Some dogs can also have mobility issues or general health problems which can make bathing at home incredibly difficult or almost impossible. For these dogs, the helping hand of a trained professional would greatly improve the experience and will ensure they’re safe during the procedure. If the pup is anxious and needs to be calmed during bathing; if a bad skin condition requires specific products; or even if the pup has recently had surgery and needs to be washed carefully, a professional dog groomer can help. Dogs with behavioral problems such as anxiety, stress or aggression can also be difficult to bathe as they typically don’t enjoy the experience very much. If your pooch has a behavioral problem or they’re just too difficult to bathe by yourself, you could seek professional help from a groomer. However, not every groomer will be comfortable or trained to bathe dogs with behavioral problems (particularly aggressive dogs) so you’ll need to inform them of any conditions or behaviors ahead of time.
Bathing your dog can be enjoyable or challenging (or both) but most puppy parents love the experience as it allows them to bond with their canine companion. Don’t expect it to be a smooth process though, not every dog enjoys being bathed immediately. If you start bathing your pup while its young and you use treats as positive reinforcement, they should learn after not too long that bathing can be fun and enjoyable.
By looking after your pup’s coat, brushing them regularly and bating when necessary you’ll minimize the risk of your doggo developing skin conditions and viral or fungal infections.

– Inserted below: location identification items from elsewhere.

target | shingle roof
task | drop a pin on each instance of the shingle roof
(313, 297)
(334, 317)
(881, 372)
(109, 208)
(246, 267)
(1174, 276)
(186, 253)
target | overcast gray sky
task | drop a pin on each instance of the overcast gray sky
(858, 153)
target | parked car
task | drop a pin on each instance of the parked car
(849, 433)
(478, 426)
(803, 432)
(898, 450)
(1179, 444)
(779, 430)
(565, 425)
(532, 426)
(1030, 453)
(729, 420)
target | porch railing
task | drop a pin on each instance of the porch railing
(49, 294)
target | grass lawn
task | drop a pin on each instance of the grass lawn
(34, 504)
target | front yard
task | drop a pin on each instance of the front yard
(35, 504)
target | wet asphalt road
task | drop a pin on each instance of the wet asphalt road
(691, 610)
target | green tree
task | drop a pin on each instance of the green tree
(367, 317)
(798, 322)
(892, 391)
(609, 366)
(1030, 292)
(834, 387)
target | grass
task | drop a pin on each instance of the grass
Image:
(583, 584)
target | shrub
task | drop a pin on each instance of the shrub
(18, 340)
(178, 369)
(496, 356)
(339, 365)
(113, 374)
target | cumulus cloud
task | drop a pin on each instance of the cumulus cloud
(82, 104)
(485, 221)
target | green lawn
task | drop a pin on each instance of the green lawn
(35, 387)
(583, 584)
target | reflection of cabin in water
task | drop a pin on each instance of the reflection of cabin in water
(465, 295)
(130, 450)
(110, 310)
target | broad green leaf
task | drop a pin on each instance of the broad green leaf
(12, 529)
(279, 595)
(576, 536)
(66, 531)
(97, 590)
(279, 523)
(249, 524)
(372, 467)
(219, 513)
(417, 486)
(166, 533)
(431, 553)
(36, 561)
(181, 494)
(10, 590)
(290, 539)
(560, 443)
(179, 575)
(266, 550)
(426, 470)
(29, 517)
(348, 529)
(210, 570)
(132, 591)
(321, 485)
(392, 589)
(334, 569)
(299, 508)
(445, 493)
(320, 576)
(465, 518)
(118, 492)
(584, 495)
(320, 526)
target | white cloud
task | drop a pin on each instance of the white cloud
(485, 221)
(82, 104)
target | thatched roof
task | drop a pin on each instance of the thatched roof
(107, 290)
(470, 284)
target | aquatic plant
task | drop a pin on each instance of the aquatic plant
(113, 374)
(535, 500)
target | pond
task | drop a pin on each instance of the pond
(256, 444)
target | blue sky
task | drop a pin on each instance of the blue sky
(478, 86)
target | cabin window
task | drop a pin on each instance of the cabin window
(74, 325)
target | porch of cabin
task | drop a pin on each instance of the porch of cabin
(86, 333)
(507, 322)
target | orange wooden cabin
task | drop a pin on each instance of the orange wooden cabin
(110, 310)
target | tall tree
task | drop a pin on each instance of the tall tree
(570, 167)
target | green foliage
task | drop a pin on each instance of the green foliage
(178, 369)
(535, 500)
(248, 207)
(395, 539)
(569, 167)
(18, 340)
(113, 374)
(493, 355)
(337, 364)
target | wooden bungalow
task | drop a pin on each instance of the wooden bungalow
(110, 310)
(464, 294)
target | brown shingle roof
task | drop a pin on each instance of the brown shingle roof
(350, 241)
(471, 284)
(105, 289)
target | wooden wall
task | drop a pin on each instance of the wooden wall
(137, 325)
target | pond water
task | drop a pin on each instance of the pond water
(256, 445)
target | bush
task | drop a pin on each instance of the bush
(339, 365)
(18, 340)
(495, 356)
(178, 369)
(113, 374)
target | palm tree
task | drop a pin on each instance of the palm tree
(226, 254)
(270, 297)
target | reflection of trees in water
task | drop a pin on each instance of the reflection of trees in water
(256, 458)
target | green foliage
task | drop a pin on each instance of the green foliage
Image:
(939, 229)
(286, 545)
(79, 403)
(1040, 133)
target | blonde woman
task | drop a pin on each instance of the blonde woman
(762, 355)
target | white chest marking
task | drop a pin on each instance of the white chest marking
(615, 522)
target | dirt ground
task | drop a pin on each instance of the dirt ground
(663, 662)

You’ll need to use a shampoo and conditioner when bathing your pup to keep their coat in good shape. Repeating this process whenever necessary (weekly to once every 4 to 6 weeks) will also ensure your dog’s coat doesn’t become matted – a common problem for many physically active dogs. Using special shampoos and conditioners and seeking professional help or advice will help some pups who need extra care. So now you know how often to bathe a dog, what products to use and when to seek professional help.